Craning my head, I climbed the first pitch in my mind. Ten metres of thin but lower-angled ice led to a small pillar. The ice turned vertical for a few metres then backed off again. Seen from the parking lot, the thin strip had looked dead vertical. Now, from the deep snow at its foot, the angle of the wall revealed itself to be much more reasonable.
I didn’t bother with screws until I got to the small pillar. Once there, I threw a long sling around it. Bomber. I could afford to fall off now – not that I was planning to. I expected to have to run it out on the vertical curtain above, but the ice looked solid just below where the angle eased. I stopped, got in a good stubby and relaxed. I came expecting to teeter on points sunk only a centimetre or two into the ice, while facing an unthinkable fall. But my tools struck rock only rarely, and protection was sparse but solid.

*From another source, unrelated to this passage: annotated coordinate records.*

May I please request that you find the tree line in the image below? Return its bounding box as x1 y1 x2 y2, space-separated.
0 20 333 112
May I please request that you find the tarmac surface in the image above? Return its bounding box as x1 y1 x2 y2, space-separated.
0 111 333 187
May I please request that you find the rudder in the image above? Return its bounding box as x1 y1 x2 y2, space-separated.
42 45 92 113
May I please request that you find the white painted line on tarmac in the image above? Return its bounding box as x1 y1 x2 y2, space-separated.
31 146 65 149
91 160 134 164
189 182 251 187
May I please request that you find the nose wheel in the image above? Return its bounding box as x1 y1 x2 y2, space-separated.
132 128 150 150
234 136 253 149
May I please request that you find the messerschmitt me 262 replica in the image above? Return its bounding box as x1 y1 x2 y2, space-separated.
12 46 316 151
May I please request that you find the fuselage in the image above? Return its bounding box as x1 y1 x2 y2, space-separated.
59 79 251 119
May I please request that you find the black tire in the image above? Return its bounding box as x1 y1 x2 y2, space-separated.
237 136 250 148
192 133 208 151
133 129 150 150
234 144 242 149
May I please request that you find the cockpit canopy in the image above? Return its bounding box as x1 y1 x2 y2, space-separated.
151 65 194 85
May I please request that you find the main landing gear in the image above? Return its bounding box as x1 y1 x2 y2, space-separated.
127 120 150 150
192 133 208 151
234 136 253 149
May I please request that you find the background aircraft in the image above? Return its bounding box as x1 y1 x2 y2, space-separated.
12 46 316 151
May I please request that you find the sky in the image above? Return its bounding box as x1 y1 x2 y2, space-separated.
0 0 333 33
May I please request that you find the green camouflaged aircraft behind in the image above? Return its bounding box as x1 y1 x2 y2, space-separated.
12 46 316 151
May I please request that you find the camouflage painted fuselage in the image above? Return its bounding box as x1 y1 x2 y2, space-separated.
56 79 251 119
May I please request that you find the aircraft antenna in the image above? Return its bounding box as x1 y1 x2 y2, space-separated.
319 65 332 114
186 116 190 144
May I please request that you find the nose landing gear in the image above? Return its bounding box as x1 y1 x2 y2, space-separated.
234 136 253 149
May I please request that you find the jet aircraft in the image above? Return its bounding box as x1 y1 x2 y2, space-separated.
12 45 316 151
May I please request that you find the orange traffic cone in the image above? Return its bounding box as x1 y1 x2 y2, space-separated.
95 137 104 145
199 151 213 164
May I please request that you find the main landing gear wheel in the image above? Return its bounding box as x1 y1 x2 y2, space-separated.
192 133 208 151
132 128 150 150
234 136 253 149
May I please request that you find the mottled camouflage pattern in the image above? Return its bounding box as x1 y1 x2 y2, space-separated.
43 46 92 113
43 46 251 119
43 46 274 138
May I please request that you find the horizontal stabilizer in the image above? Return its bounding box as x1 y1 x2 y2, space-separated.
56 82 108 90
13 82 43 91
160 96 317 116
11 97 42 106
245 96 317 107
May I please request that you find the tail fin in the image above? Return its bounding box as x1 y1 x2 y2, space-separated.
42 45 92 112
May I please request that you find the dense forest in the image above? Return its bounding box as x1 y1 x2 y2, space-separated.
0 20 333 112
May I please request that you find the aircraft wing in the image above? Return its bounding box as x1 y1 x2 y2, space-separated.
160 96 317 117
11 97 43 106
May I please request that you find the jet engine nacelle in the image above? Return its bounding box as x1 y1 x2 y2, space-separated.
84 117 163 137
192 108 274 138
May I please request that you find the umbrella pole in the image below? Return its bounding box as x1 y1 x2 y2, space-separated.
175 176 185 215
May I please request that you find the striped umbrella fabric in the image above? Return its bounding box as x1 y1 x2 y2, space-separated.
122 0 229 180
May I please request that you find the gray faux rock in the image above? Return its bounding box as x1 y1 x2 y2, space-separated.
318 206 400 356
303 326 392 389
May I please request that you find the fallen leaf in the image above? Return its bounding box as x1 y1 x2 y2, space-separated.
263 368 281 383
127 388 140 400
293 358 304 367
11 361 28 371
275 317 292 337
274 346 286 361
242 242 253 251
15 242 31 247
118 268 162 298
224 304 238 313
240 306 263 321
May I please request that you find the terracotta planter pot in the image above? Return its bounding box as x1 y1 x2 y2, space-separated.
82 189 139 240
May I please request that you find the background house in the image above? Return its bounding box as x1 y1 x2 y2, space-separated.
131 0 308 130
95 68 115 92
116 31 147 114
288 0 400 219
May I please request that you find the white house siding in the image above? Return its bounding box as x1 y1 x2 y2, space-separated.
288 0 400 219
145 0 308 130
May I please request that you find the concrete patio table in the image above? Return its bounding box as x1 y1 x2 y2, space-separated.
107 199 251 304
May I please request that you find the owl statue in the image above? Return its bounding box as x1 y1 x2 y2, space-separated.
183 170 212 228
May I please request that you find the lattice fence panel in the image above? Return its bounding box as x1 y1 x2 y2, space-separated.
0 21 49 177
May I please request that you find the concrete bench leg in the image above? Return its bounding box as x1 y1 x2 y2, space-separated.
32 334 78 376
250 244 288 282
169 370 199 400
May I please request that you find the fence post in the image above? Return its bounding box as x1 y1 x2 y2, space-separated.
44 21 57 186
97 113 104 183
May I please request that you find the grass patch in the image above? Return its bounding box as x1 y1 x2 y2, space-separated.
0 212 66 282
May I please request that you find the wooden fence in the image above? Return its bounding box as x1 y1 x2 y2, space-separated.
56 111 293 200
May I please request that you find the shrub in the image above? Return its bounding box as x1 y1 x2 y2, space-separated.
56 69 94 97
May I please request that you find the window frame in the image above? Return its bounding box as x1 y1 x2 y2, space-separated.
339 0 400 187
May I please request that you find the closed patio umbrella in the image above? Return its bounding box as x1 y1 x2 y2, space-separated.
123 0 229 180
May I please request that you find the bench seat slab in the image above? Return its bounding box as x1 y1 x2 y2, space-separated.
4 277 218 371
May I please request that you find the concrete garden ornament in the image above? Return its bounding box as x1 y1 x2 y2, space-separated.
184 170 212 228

Almost out of rope, I pulled up beside a slender pillar. A horizontal fracture bisected its base. No matter. I spun in a couple of solid screws below it and added a sling around a tree-root-like icicle for good measure. “Secure!” I yelled down to Juan. I looked up at where the pillar connected with the rock roof. It was probably thicker than when Chris had climbed the route all those years ago. But what really mattered was that the pillar was much, much thicker than the fragile stalk my imagination had conjured up.
Yours truly bouldering out the start of Dead Eye Dick above a comfortingly deep crash pad of snow. Photo: Juan Henriquez.
A long sling around a thin pillar. Bomber. Photo: Juan Henriquez.
I suppose one way to recapture beginner’s mind is to climb somewhere we’ve never climbed before. Maybe that’s why I’m writing this from a train station in Edinburgh, on my way to discover the pleasures and miseries of Scottish winter climbing. I’ve heard stories and seen photos of rimed walls and corners, deep snow and driving rain. But truth be told, I really don’t know what to expect. And it’s probably for the best.